The Internet’s governing body said this week that a glitch with the handling of attachments was the culprit behind the takedown of its domain name application system.
The problem, however, also allowed some applicants to view other applicants’ file and user names.
The Internet Corporation for Assigned Names and Numbers’ (ICANN) domain name application system is still offline, but the organization promised an update no later than April 20.
“ICANN’s review of the technical glitch that resulted in the TLD application system being taken offline indicates that the issue stems from a problem in the way the system handled interrupted deletions of file attachments,” ICANN said in a statement. “This resulted in some applicants being able to see some other applicants’ file names and user names.”
At issue is ICANN’s plan to open up new generic top-level domains (gTLDs). At this point, there are 22 gTLDs, including .com, .org, and .net. In June, however, ICANN approved a plan that would allow people to apply for new gTLDs, like .pcmag, for example.
ICANN has been accepting gTLD applications via its TLD Application System (TAS) since Jan. 12 and was scheduled to close up shop on April 12, but the glitch prompted a temporary shutdown.
ICANN admitted that “some applicants were able to see file names and user names that belonged to other applicants.

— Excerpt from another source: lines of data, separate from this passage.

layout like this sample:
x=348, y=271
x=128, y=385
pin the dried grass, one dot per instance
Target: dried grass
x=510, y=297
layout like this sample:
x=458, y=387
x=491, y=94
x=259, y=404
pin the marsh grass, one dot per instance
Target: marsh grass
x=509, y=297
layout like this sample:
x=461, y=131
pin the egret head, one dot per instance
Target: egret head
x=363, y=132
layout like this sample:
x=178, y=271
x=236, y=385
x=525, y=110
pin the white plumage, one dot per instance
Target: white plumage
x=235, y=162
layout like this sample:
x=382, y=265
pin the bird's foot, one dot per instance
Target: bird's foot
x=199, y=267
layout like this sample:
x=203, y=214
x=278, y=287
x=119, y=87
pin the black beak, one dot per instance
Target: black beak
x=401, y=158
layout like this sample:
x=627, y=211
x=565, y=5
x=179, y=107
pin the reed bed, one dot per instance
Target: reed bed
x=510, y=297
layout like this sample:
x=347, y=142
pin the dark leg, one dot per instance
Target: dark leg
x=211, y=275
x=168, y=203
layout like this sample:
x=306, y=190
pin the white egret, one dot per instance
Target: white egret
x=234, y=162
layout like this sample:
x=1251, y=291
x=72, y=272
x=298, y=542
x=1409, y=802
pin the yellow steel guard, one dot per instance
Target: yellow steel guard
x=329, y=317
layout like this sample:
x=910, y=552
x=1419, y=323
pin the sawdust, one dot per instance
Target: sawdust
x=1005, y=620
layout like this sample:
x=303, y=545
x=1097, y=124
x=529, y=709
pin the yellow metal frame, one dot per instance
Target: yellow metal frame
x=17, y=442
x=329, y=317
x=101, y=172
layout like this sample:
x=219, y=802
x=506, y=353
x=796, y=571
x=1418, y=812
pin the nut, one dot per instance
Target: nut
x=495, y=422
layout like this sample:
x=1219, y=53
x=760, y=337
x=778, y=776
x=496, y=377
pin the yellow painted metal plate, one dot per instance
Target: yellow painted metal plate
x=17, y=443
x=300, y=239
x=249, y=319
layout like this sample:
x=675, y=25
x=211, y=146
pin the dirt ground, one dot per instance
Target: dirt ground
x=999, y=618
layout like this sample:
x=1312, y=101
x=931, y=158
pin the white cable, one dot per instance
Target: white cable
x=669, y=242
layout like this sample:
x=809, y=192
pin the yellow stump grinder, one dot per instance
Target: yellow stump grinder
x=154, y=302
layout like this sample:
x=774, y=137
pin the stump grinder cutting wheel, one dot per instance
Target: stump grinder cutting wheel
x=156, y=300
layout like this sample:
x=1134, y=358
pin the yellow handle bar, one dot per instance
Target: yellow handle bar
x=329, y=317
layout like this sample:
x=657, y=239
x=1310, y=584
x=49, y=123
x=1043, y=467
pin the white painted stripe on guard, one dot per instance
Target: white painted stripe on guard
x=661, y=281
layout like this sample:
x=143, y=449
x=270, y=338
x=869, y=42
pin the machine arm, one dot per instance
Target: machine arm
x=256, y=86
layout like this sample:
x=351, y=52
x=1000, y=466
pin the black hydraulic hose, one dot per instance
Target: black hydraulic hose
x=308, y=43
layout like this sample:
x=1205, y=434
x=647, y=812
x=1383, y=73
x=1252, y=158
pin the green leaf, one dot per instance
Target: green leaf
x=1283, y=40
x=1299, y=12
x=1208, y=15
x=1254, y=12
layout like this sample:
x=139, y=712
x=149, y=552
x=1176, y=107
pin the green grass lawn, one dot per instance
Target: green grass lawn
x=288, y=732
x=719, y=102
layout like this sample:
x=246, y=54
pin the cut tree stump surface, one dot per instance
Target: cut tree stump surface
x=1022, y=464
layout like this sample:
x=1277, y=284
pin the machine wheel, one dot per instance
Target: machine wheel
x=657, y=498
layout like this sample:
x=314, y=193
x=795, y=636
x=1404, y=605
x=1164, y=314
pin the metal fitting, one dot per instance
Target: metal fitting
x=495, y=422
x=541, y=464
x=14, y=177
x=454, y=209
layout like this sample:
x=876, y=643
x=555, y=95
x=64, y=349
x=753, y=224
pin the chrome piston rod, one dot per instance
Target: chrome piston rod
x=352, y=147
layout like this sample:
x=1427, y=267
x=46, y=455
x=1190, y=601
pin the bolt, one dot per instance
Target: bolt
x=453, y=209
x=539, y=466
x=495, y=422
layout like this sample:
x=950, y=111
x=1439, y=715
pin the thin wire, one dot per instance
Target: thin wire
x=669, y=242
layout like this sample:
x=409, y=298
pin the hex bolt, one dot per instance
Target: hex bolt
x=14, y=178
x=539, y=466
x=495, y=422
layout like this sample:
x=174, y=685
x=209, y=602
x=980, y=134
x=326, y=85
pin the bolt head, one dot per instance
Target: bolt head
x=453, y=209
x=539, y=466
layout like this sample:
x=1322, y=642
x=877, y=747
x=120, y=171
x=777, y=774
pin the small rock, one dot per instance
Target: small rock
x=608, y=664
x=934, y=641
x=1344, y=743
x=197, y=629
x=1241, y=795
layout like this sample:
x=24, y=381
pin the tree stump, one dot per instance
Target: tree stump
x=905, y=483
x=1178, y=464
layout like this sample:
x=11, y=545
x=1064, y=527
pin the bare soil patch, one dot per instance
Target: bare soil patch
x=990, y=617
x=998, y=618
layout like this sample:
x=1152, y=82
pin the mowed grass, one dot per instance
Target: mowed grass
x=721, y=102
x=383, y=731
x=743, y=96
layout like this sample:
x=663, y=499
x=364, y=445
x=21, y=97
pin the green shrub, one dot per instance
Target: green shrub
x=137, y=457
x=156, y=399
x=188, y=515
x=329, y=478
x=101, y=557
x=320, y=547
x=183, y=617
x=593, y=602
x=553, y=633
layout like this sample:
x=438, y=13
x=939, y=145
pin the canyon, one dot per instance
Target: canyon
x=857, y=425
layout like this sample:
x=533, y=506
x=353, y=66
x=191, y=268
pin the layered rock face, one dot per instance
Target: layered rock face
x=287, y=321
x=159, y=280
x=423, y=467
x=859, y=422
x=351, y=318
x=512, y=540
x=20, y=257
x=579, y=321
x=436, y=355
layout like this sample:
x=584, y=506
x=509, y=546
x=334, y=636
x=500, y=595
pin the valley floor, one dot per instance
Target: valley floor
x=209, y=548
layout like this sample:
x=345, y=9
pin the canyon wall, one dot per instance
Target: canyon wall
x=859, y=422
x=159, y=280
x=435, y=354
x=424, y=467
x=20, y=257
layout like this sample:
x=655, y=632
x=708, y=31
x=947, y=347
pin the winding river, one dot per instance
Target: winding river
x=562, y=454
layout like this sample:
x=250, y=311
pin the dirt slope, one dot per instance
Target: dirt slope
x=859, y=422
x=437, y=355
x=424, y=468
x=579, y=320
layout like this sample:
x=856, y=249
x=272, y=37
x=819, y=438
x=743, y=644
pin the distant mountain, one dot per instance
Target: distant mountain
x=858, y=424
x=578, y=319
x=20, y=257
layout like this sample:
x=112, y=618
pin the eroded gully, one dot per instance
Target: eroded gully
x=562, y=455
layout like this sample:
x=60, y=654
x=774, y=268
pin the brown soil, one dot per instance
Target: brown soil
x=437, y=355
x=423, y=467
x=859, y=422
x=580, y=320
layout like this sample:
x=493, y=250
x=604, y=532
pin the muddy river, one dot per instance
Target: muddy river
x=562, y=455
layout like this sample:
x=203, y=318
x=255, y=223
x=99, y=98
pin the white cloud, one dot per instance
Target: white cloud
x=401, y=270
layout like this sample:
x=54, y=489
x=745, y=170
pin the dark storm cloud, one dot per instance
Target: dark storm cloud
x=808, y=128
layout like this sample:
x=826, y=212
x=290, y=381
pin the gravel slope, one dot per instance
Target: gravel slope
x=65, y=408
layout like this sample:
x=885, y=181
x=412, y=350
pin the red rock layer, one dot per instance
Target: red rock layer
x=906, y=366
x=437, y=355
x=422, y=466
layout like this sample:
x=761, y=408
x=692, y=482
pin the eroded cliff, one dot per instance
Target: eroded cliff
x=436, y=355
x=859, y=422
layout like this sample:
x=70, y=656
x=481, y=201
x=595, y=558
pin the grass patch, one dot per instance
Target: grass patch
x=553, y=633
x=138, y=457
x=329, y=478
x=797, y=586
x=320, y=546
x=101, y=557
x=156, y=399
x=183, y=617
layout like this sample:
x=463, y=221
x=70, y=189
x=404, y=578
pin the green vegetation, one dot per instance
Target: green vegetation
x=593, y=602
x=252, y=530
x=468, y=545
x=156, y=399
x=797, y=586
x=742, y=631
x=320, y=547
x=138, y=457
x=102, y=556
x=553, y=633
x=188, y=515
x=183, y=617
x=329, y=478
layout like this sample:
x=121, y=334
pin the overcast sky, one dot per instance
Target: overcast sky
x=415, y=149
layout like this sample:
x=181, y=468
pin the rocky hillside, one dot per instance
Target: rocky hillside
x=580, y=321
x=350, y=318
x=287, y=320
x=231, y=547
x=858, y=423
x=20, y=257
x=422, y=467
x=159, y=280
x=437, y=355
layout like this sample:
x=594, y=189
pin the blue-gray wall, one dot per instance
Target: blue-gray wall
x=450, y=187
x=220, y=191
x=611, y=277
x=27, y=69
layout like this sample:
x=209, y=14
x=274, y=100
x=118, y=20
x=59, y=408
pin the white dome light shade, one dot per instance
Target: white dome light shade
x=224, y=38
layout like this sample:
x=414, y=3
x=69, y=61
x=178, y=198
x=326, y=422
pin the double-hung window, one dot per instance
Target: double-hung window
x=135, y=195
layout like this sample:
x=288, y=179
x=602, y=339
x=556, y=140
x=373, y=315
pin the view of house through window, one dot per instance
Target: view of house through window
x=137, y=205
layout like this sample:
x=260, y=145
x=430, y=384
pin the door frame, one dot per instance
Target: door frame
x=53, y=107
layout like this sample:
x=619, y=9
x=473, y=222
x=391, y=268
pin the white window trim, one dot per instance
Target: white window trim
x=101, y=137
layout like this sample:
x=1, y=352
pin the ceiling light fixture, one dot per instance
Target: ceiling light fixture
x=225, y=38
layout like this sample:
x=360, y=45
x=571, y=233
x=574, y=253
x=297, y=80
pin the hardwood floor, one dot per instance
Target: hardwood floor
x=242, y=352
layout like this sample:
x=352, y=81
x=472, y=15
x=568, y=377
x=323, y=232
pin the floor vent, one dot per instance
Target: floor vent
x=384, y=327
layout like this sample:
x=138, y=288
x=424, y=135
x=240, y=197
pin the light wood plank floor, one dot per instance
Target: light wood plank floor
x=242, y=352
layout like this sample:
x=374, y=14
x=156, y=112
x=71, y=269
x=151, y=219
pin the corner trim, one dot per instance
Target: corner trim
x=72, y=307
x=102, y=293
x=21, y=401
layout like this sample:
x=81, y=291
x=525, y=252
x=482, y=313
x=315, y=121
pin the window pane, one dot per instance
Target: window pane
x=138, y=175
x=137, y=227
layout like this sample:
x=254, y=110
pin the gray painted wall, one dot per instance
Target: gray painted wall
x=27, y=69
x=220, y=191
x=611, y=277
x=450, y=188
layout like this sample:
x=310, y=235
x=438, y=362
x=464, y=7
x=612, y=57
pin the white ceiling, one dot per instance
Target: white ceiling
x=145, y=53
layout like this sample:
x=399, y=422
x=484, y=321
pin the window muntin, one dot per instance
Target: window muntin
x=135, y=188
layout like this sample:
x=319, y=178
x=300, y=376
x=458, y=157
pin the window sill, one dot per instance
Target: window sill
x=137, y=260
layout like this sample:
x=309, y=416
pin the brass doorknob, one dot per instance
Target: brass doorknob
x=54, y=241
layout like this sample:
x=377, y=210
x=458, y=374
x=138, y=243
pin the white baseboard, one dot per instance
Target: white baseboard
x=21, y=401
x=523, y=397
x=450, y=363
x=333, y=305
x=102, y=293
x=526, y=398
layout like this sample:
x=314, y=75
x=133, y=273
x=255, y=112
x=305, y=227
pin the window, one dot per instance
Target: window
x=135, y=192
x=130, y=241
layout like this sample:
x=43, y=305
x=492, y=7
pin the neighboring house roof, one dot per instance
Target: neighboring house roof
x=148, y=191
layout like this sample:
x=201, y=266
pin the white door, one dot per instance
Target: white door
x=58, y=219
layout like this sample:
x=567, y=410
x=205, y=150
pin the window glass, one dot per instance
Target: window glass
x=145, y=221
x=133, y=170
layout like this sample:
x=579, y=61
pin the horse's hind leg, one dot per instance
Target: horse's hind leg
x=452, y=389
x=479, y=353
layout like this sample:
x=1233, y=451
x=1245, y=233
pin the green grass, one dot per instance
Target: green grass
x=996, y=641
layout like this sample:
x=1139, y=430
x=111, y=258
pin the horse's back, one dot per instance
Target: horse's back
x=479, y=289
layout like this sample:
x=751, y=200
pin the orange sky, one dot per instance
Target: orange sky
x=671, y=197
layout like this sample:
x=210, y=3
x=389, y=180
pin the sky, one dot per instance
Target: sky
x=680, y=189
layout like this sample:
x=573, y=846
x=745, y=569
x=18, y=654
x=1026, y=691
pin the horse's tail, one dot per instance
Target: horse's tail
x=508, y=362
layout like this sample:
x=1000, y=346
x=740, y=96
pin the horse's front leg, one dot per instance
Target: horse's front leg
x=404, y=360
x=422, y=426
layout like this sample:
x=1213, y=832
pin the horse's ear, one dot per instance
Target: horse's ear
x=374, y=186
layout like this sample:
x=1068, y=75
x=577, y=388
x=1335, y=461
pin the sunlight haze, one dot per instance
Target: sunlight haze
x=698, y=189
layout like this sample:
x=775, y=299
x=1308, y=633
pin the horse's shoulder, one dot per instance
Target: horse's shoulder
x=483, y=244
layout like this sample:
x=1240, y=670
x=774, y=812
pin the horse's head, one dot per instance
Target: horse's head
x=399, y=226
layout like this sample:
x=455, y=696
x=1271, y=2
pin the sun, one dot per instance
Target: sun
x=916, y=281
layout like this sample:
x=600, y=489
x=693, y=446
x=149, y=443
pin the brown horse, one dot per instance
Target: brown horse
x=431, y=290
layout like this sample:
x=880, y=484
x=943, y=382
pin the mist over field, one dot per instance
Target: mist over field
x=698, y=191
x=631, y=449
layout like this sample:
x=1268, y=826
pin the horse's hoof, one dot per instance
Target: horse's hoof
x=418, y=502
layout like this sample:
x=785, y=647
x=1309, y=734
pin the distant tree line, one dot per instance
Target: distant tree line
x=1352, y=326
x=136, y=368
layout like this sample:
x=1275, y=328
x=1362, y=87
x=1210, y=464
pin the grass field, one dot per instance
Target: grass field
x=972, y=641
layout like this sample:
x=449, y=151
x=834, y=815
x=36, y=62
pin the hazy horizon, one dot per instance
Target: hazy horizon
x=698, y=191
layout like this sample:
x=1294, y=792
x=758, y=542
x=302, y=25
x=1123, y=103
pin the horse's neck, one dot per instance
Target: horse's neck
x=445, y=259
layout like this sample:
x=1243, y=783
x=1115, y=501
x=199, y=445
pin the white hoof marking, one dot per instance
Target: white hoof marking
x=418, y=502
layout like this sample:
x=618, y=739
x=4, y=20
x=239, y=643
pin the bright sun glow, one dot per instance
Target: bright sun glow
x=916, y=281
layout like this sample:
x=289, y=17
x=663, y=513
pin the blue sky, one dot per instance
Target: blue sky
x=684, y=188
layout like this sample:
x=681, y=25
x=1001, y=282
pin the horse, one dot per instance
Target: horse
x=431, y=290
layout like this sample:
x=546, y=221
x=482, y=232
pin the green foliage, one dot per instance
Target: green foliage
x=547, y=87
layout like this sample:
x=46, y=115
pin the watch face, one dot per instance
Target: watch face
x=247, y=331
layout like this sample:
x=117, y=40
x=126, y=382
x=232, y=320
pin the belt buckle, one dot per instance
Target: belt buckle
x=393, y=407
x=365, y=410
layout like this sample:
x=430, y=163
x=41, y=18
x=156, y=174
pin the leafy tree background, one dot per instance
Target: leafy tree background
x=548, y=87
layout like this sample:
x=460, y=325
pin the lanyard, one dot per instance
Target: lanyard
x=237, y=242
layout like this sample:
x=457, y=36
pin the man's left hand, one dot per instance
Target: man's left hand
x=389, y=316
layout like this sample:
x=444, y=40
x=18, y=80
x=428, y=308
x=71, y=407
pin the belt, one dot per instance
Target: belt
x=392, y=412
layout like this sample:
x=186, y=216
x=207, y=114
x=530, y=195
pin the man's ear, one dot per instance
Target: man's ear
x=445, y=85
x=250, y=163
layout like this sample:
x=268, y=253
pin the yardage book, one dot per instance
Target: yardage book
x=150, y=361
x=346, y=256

An intensive review has produced no evidence that any data beyond the file names and user names could be accessed by other users. In addition, it does not appear that this issue caused any corruption or loss of data.”
Nonetheless, ICANN said it wants to inform any affected parties before re-opening the system.
Signing up for a new gTLD is not as easy as claiming a new website. Applicants must pay a $185,000 evaluation fee, with $5,000 upfront. They might also be required to pay even more “in certain cases where specialized process steps are applicable,” in addition to business startup costs, ICANN said.
ICANN was scheduled to publish a list of applied-for domain names by April 30, but it’s unclear if that’s still a go. “We will update the target date for publication as part of our update on the timing of the reopening, no later than Friday, 20 April at 23.59 UTC,” ICANN said.
Before the application period opened, members of Congress, the FTC, and Commerce Department were concerned that there was too much uncertainty surrounding the process. ICANN declined to delay the process, saying any objection was simply “unsubstantiated fear.”
Last week, Google confirmed that it would be applying for a gTLD, but the search giant did not reveal the names it would be looking to claim – .google or .youtube, perhaps?
One controversial gTLD is .xxx, intended for use by the adult industry. ICANN officially approved the creation of a .xxx domain in March 2011, paving the way for a virtual red-light district. The ICM registry opened up public registration for these adults-only domains in December.